Depuis trois mois maintenant, je suis seul à Istanbul. Et les soirées sont longues — d’autant plus longues que la nuit tombe vite. Assez rapidement, j’ai ressenti le besoin d’un peu de compagnie. Puis ce besoin a grandi. Internet me tendait les bras, j’ai plongé. Cherché et cherché. La famille étant loin, pourquoi ne pas tenter quelque chose de nouveau ? Après tout, je ne dois pas être le seul à Istanbul qui cherche à tromper sa solitude. J’ai d’abord rencontré Markus. Pas un Turc, manifestement, même s’il le parle mieux que moi. Suédois, le Markus. Bien sous tous rapports, et doué pour les massages, disait-il, le genre qui fait du bien là où ça te fait mal.
Je me voyais bien passer quelques nuits avec Markus, mais il était au-dessus de mes moyens. Solidarité nationale oblige, Markus, pas chien, m’a présenté Malkolm. Moins cher, peut-être moins doué pour les massages — mais je ne le saurai jamais, n’ayant pu tester Markus. Ce qui est sûr, c’est que Malkolm a la peau douce et le caractère enveloppant. Parfait pour de longues soirées d’hiver. Il est arrivé cet après-midi et me plaît beaucoup. Je sens qu’on va passer de bons moments ensemble, Malkolm et moi. Malkolm, mon fauteuil de bureau de chez Ikea.

Voyage en solitaire ...
C’est la seconde fois seulement, en 36 ans, que je passe les fêtes seul. La première fois, c’était en 2000 : j’avais été embauché au Penthièvre deux semaines avant Noël, c’était un peu trop frais pour prendre des vacances. Je n’avais pas encore d’appartement à Saint-Brieuc, et logeais donc à Paimpol chez mes parents — qui, eux, étaient retournés en Franche-Comté voir la famille. Ils avaient bien fait les choses, me laissant un sapin et des cadeaux à ouvrir, mais tout de même, le réveillon de Noël fut un peu glauque. Je me souviens m’être promené en fin d’après-midi dans les rues de Paimpol. Place du marché, des animations, un podium, de la musique dans les hauts-parleurs de la ville, lumières égayant la nuit tombante. Mais c’est petit, le centre de Paimpol : à peine sorti des deux ou trois rues concernées, retour à la réalité. Trottoirs gris, plus de décorations ni de chalands s’affairant aux achats de dernière minute. Jusque quelques vieux rentrant chez eux le dos courbé, tenant à la main le même sac de courses que tous les autres jours de l’année. Rentré déprimé, j’avais trompé le blues qui s’installait en me calant dans un fauteuil avec les livres offerts ce soir-là et déballés tout seul. Autant dire que retourner au travail fut un plaisir.
Cette année, c’est différent. On ne fête évidemment pas Noël en Turquie et, à part pour quelques collègues qui ne comprennent pas pourquoi[1], ce sont des jours comme les autres. Lundi 24 décembre donc, dernier cours de turc, suivi d’un agréable pot avec Didem, ma meilleure prof de turc du monde, et William, qui est d’accord bien que déjà en intermédiaire[2]. En rentrant, ouverture de deux colis arrivés le matin même, précieusement gardés au fond de mon sac toute la journée, le premier envoyé par mes parents et le second, je le découvre tout à la fin, par tous les copains de Saint-Brieuc. Merci, merci, merci ! Je sautais tellement partout que j’ai eu du mal à me coucher. Autant dire qu’aller au travail le lendemain — j’avais cours à 9h — fut un peu difficile.

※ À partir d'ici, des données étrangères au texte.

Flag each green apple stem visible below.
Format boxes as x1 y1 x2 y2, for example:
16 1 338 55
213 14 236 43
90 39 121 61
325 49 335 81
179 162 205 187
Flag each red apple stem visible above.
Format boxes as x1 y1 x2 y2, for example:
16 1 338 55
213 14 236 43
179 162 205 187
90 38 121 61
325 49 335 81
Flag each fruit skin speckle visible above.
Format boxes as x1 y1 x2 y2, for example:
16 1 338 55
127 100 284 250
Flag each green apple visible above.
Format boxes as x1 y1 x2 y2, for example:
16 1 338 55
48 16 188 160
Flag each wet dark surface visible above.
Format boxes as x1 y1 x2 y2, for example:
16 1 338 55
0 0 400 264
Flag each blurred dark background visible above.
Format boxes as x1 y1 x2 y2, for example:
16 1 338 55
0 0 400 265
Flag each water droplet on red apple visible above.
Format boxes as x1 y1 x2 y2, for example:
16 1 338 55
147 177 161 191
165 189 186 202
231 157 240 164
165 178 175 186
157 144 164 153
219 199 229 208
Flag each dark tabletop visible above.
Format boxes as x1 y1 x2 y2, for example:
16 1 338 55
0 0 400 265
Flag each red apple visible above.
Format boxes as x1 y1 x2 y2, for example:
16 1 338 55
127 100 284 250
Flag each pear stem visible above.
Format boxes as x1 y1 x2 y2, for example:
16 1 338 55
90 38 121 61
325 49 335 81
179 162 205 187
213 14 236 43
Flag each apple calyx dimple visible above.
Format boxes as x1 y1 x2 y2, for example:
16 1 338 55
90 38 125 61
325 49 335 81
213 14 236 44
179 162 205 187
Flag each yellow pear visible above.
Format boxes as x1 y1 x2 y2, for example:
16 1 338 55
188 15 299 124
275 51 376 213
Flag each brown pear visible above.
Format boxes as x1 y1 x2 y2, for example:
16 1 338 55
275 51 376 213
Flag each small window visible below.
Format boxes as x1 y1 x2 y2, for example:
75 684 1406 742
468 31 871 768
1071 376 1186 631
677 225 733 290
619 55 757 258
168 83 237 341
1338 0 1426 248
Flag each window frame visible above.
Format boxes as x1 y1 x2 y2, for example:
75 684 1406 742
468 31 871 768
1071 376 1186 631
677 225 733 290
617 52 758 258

Pour Nouvel-an, je n’avais rien prévu, ayant décidé de me laisser guider par le hasard. Qui a failli m’entraîner sur la rive anatolienne avec Idil et Mutlucan, mais leur soirée est tombée à l’eau. J’allais me rabattre sur le cinéma mais, arrivé à l’arrêt de bus, je me suis rendu compte que j’avais oublié ma carte d’abonnement et, une fois rentré à la maison, je n’ai plus eu le courage de ressortir. Petite soirée de lecture, le cinoche étant reporté à aujourd’hui. Kesstuvavoir ? Ben, ce qu’il faut voir à la période de Noël, et qu’à l’époque de la trilogie précédente nous étions justement allés voir chaque fois en famille : les aventures d’un hobbit aux pieds velus et d’un homme dégénéré aux yeux globuleux. Séance à 18h, en 3D, version originale sous-titrée. Un morceau de chocolat et j’y vais. Demain commencent les corrections des examens et la préparation des rattrapages.